I think by now most Americans fall into one of two camps: Those who have already concluded that the Bush administration was either lying or duped in its pre-war assertion that Saddam had weapons of mass destruction that were an imminent threat to the U.S.; and those who don’t care, either because they supported the war on purely humanitarian grounds (a defensible and noble position) or because they are among the hordes of Americans who fell for the FUD about the Saddam-Al Qaida connection (a preposterous position).
For anyone else who is still patiently waiting to see what might turn up in the WMD hunt, the news today was not good. Someone leaked to the New York Times information about a draft of the report (now dubbed an “interim” report) by David Kay, the former U.N. weapons inspector whom the U.S. commissioned to lead the weapons search. The Times story suggests that after four months the findings are still meager: no weapons at all. None. Some “precursors and dual-use equipment that could have been used to manufacture chemical and biological weapons.” And “one Iraqi security officer who said he had worked in such a chemical and biological weapons program until shortly before the American invasion in March.”
With reports like this, no wonder the Bush administration is frantically back-pedaling on the significance of Kay’s work. As Josh Marshall points out, only a couple weeks ago Secretary of State Colin Powell was telling us, “I am confident when people see what David Kay puts forward they will see that there was no question that such weapons exist, existed, and so did the programs to develop one.” But here’s Condoleeza Rice on Monday: “David Kay is not going to be done with this for quite some time.
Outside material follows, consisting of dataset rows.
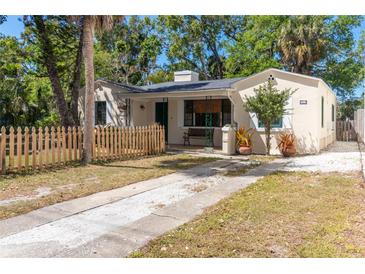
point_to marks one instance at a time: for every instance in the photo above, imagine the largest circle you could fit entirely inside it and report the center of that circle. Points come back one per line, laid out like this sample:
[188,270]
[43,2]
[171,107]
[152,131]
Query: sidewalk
[117,222]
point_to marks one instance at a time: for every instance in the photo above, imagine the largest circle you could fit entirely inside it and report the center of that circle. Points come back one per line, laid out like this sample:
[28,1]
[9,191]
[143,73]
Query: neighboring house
[187,102]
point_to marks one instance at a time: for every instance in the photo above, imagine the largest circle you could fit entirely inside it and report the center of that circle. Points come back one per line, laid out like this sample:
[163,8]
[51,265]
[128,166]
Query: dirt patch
[22,193]
[286,214]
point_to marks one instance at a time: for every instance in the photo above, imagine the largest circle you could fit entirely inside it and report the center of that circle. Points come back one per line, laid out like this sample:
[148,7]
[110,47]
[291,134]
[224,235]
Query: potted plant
[244,143]
[287,144]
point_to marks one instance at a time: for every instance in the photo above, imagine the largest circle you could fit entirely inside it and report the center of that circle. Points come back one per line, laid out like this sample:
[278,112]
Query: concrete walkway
[117,222]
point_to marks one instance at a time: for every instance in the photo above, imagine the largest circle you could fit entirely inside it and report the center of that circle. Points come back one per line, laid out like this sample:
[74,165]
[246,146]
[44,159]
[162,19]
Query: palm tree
[302,42]
[91,23]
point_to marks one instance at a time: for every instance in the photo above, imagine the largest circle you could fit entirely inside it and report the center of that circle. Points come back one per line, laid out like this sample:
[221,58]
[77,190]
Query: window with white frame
[197,113]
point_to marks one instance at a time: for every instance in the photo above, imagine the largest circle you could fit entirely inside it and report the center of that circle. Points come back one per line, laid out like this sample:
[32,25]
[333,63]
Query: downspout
[229,95]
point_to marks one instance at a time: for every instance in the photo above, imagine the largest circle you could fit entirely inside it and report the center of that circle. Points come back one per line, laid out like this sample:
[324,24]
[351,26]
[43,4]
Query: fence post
[34,148]
[53,152]
[98,147]
[163,140]
[26,147]
[19,146]
[74,143]
[40,148]
[115,143]
[46,146]
[111,151]
[80,140]
[119,142]
[124,142]
[11,148]
[69,144]
[3,151]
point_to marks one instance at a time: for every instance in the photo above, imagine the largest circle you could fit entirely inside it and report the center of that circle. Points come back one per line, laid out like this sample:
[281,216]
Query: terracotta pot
[290,151]
[243,150]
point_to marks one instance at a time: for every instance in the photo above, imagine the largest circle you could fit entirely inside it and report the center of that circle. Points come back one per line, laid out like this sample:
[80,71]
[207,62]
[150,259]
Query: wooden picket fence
[42,148]
[345,131]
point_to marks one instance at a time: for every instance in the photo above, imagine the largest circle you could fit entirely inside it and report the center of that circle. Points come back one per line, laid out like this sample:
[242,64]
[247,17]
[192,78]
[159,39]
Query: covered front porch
[184,114]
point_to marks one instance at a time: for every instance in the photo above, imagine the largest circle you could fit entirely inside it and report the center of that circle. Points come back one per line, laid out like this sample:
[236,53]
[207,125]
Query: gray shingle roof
[191,86]
[179,86]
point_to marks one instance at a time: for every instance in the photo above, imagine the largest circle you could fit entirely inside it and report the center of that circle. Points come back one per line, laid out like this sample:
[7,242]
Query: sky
[14,27]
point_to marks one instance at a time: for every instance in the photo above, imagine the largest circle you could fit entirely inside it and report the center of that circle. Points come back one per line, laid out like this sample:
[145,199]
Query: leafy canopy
[269,105]
[268,102]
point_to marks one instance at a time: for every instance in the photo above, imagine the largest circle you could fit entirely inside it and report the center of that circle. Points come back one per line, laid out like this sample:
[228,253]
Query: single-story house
[186,103]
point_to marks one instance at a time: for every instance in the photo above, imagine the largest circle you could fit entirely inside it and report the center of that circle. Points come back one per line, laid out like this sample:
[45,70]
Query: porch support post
[208,122]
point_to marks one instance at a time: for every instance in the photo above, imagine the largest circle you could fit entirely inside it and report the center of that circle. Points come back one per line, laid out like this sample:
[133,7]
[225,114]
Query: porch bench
[197,133]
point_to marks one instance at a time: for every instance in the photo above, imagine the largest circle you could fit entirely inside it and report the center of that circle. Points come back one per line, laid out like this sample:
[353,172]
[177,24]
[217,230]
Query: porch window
[205,113]
[278,123]
[100,113]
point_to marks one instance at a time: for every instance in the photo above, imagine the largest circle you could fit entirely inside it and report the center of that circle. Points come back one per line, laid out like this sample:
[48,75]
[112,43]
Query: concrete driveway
[338,157]
[117,222]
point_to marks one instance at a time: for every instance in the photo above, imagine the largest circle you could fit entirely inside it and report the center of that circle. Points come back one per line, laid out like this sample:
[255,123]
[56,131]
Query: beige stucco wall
[176,127]
[112,95]
[304,120]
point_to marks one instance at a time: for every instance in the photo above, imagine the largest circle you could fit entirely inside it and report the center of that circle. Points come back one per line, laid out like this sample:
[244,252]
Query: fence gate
[345,131]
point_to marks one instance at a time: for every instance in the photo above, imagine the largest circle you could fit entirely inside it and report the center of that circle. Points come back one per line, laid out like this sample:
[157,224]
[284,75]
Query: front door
[161,116]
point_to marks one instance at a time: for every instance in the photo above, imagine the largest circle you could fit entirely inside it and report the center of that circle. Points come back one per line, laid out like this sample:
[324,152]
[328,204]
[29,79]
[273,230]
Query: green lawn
[282,215]
[71,182]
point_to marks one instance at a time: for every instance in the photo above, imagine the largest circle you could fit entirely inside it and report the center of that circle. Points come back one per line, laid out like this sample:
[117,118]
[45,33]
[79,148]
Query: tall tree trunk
[50,63]
[75,84]
[88,51]
[268,138]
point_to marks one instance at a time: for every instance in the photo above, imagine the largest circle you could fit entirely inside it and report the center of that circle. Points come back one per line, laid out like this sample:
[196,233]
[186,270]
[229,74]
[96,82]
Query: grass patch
[286,214]
[77,181]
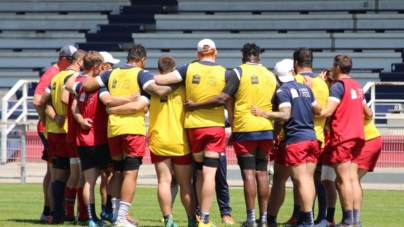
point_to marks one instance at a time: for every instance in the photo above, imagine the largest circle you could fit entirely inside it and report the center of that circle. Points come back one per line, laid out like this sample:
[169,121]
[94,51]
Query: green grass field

And I would not count on reports.”
It seems pretty clear now that, even if down the line Kay does stumble upon a canister or two of poison gas, the line the Bush administration fed the American people before the war — that Saddam had tons of this stuff, that it was what he lived for, and that if the U.S. didn’t strike now he would threaten the American homeland with it — was at best a mistake and at worst a lie.
If it was a lie, Bush should be impeached yesterday — but it’s next to impossible that anyone will ever be able to prove it was a lie. So let’s give Bush and company the benefit of the doubt: Let’s say it was a mistake. Maybe Iraqi exile leader Ahmad Chalabi told his American contacts that Saddam was sitting on mountains of bioweapons, or that he was this close to building nukes. That doesn’t exactly make one feel better about the future pursuit of the war on terror: It means that, far from achieving a new level of alertness and smarts in the post-9/11 age, Bush and his advisers remain stuck in the same fog of bad information and bad intelligence leading to bad decisions that was their pre-9/11 norm.
There’s another report circling the runway that might illuminate what went wrong with our intelligence back then and what we should be doing now — the big 9/11 investigation headed up by Tom Kean. Yesterday the Times reported that the commission seemed likely to suggest a major overhaul of the structure of American intelligence — something Bush has resolutely opposed. Is it any wonder that his administration has done everything it could to delay, dodge or downplay that report, too? Just as it has done everything in its power to block release of a previous Congressional study of what went wrong on 9/11?
A cynic might even wonder whether the Republican strategy is to keep kicking all these issues down the field — keep withholding information from Kean’s committee, keep labeling Kay’s work “interim,” and so on — until Bush is safely past Election Day. And maybe the only thing scarier than a first-term George W. Bush fighting for his political life by endangering our national security is a second-term George W. Bush who doesn’t have to think at all about winning over moderates, and is free to let his Inner Autocrat run wild. You can bet that, if Bush wins in Nov. 2004, we won’t see many more reports of this kind. After all, as Bush has said, “I don’t feel like I owe anybody an explanation.” It’s good he understands so well the way power and information should flow in a democracy.